MAB realiza I Encontro dos Atingidos de Aurizona (MA) para fazer balanço das ações realizadas

O Encontro, que contou com participação de diversas organizações parceiras, também tinha o objetivo de fortalecer a organização popular local a partir da experiência de atingidos de outras regiões do Brasil e da América Latina

O encontro aconteceu no Balneário do Cachimbo, no distrito de Aurizona, que fica na Amazônia Maranhense

O Movimento dos Atingidos por Barragens (MAB) realizou na última quinta-feira (25), o I Encontro dos Atingidos (as) de Aurizona, distrito que fica em Godofredo Viana, na Amazônia Maranhense. O encontro aconteceu das 9h às 17h, no Balneário do Cachimbo.

A data do evento marcou os oito meses do rompimento da barragem Pirocaua, de responsabilidade da mineradora Equinox Gold no distrito. O objetivo era fazer um balanço dos resultados da luta coletiva dos atingidos pela reparação dos danos causados, assim como refletir sobre os próximos passos para a organização e luta popular.

Leia mais sobre o caso em:
Após seis meses do rompimento de barragem da Equinox Gold, distrito de Aurizona (MA) segue sem acesso à água potável


Estiveram presentes no encontro cerca de 60 pessoas, entre atingidos (as) por barragens, militantes e organizações parceiras do MAB, como a Federação dos Trabalhadores Rurais Agricultores e Agricultoras do Estado do Maranhão (FETAEMA), a Marcha Mundial de Mulheres, a Central Única dos Trabalhadores (CUT-MA) e o Comitê Cristão pelos Direitos Humanos na América Latina (CDHAL). Além disso, as organizações internacionais Earthworks e Miningwatch enviaram vídeos de solidariedade e apoio à luta dos atingidos de Aurizona.

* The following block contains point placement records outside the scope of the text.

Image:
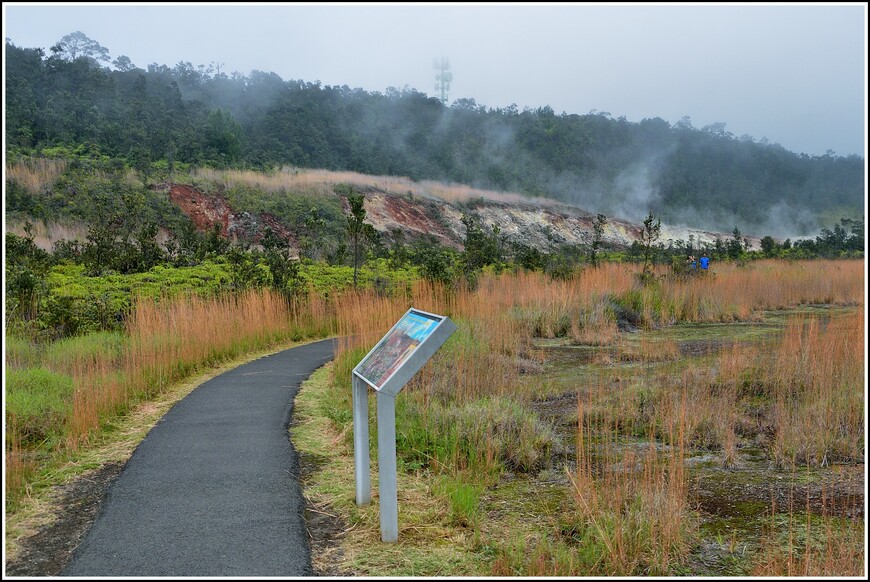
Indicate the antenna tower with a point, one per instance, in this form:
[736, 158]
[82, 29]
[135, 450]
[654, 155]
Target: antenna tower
[442, 77]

O encontro aconteceu no Balneário do Cachimbo, no distrito de Aurizona, que fica na Amazônia Maranhense

De acordo com Luís Antônio Pedrosa, advogado e assessor jurídico da FETAEMA, esta região oriental do Maranhão se consolidou como uma nova oligarquia política nos últimos 20 anos. “Essa nova oligarquia surgiu por meio do saque ambiental vinculado à extração madeireira e à exploração de riquezas minerais. E há pelo menos 150 pedidos de lavras feitos nessa região à Agência Nacional de Mineração (ANM). Logo, esse modelo praticado em Aurizona vai expandir para outros territórios dessa região”.

Dalila Calisto, integrante da coordenação nacional do MAB, conta que, durante o encontro, foi possível aprofundar a análise sobre o modelo de mineração implementado no Brasil e no mundo e conhecer experiências de atingidos de Brumadinho (MG), atingidos pela mina Quirovilca, no Peru, e pela mina La Colorada, em Chalchihuites, no México. “A partir das experiências trocadas, foi possível dialogar sobre a necessidade de se construir um processo de organização e luta dos atingidos de Aurizona estrategicamente”, afirma.  

“Aqui, se você é contra a empresa de mineração você vai ser presa e lá você vai passar por tortura psicológica, você nunca mais vai conseguir um emprego (…). Então, o que nós podemos fazer contra uma empresa imensa dessa? O que nós temos e devemos fazer é nos unir”, ressalta Maria Valdiene, que é atingida de Aurizona.

“É insustentável esse modelo de desenvolvimento que não garante repartição alguma, que não garante uma cota justa dessa riqueza e só se apropria da maior parte da riqueza daqui e deixa atingidos, moradores do lugar, de fora”, complementa Pedrosa.